IoT teknolojilerinin Türkiye’deki kullanım alanlarına değinen Ferhan Köksal, “Ülkemizde IoT'nin yaygın olduğu sektörlerin başında lojistik geliyor. Mal taşınan paletlerin yük kontrolünden soğuk zincir takibine, aşıların tedariği ve saklanmasından ısı değişimlerinin izlenmesine pek çok alanda IoT teknolojilerinden fayda sağlanıyor. Enerji dağıtımında uzaktan sayaç okuma, trafo ve envanter yönetimi gibi süreçlerde yararlanılıyor. Tarımda ise büyükbaş hayvan takibinden mahsul öngörülerine, verimi artırmaya yönelik pek çok faaliyette kullanılıyor. Dünya geneliyle kıyasladığımızda ise üretim anlamında Türkiye kadar yüksek mühendislik kapasitesine sahip başka bir ülkeye rastlamak zor. Ancak potansiyelimiz çok yüksek olduğu halde hak ettiğimiz yerde değiliz. Elimizdeki fırsatları en iyi şekilde değerlendirmek için bir an önce daha nitelikli yol haritalarına başvurmamız gerekiyor.” diye konuştu.

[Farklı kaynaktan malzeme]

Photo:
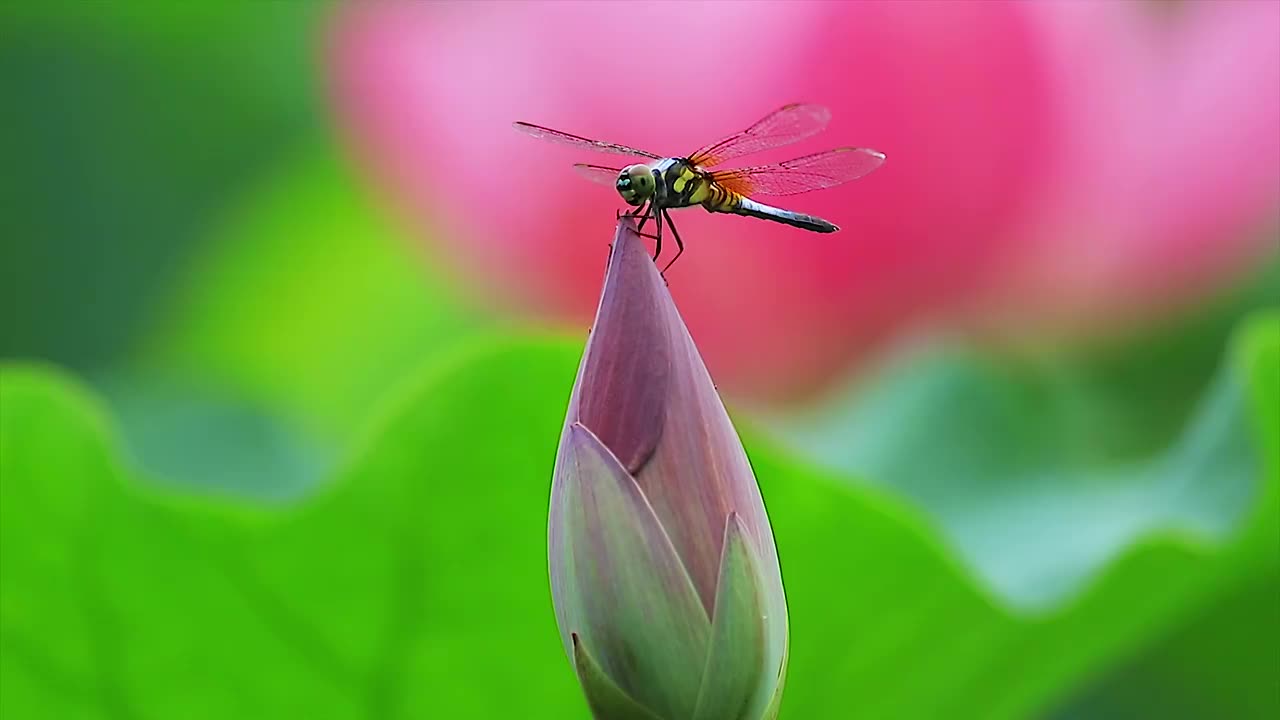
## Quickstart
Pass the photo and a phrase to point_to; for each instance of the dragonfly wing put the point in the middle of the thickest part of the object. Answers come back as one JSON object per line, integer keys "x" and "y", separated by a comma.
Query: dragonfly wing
{"x": 790, "y": 123}
{"x": 566, "y": 139}
{"x": 598, "y": 173}
{"x": 812, "y": 172}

Uzaktan görüntüleme değil analitik çıktı gerekli

Ferhat Köksal, ülkemizde IoT teknolojisinin uzaktan takip sistemleriyle özdeşleştirildiğine, bu yanlış kanının mevcut potansiyelin önünü kesebileceğine de dikkat çekerek, “Akıllara araç takip sistemleri gelse de IoT teknolojisi, herhangi bir kişi veya nesneyi uzaktan takip etmek veya görüntülemek değildir. Kişi veya nesneden elde edilecek verilerle iyileştirilmesi gereken herhangi bir sürece dair senaryolar oluşturmaktır. Bir örnekle anlatmak gerekirse, tarımda toprağa gömülen sensörlerle azot ve nem oranları hesaplanabilir ancak sensör yalnızca veri sağlar. Önemli olan bu verilerle topraktaki azot ve nem oranının ölçülen düzeyde seyretmesi durumunda hasat zamanı yüzde 30’luk verim kaybı oluşacağına dair analitik bir öngörü sunulmasıdır. Türkiye’deki IoT projelerinde temel alınması gereken de bu analitik yaklaşımdır.” dedi.

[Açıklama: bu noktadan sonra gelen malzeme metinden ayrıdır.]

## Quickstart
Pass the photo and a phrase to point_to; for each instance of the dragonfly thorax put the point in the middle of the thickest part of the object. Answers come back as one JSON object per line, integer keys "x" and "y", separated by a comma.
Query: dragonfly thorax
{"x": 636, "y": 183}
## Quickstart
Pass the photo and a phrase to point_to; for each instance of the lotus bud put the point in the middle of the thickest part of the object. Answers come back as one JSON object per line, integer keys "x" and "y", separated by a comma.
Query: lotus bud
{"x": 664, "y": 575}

IoT cihazlarının üretimindeki kilit nokta haberleşme teknolojisi

IoT cihazlarının geliştirilmesine ihtiyaca odaklanmanın belirleyici olduğunu söyleyen Ferhan Köksal, “Oysa tamamen donanım ya da tamamen yazılım bazlı yaklaşımlar görüyoruz. Donanım üreticileri veri elde etmeye, veriye sahip olanlar yazılımlardan pay almaya, yazılım üreticileri ise cihazlardan gelir kazanmaya odaklanıyor. Elbette herkes pazarın ihtiyaçlarına uygun bir ürün ortaya koymak için çabalıyor ancak IoT ekosisteminde bu tek başına yeterli olmuyor. Her sensör her müşterinin ihtiyacını karşılamadığı gibi, her ihtiyaç için farklı senaryo ve projeler üretmek gerekiyor. Özellikle cihaz üretimini nitelikli hale getirmenin temel şartı, haberleşme teknolojilerini özelleştirmekten geçiyor. Nesnelerin birbirleriyle haberleşme şekillerinin projelerin kapsamına göre uyarlanabilmesi de büyük önem taşıyor.” şeklinde konuştu.

"IoT projeleri için danışmanlık alınması gerekiyor"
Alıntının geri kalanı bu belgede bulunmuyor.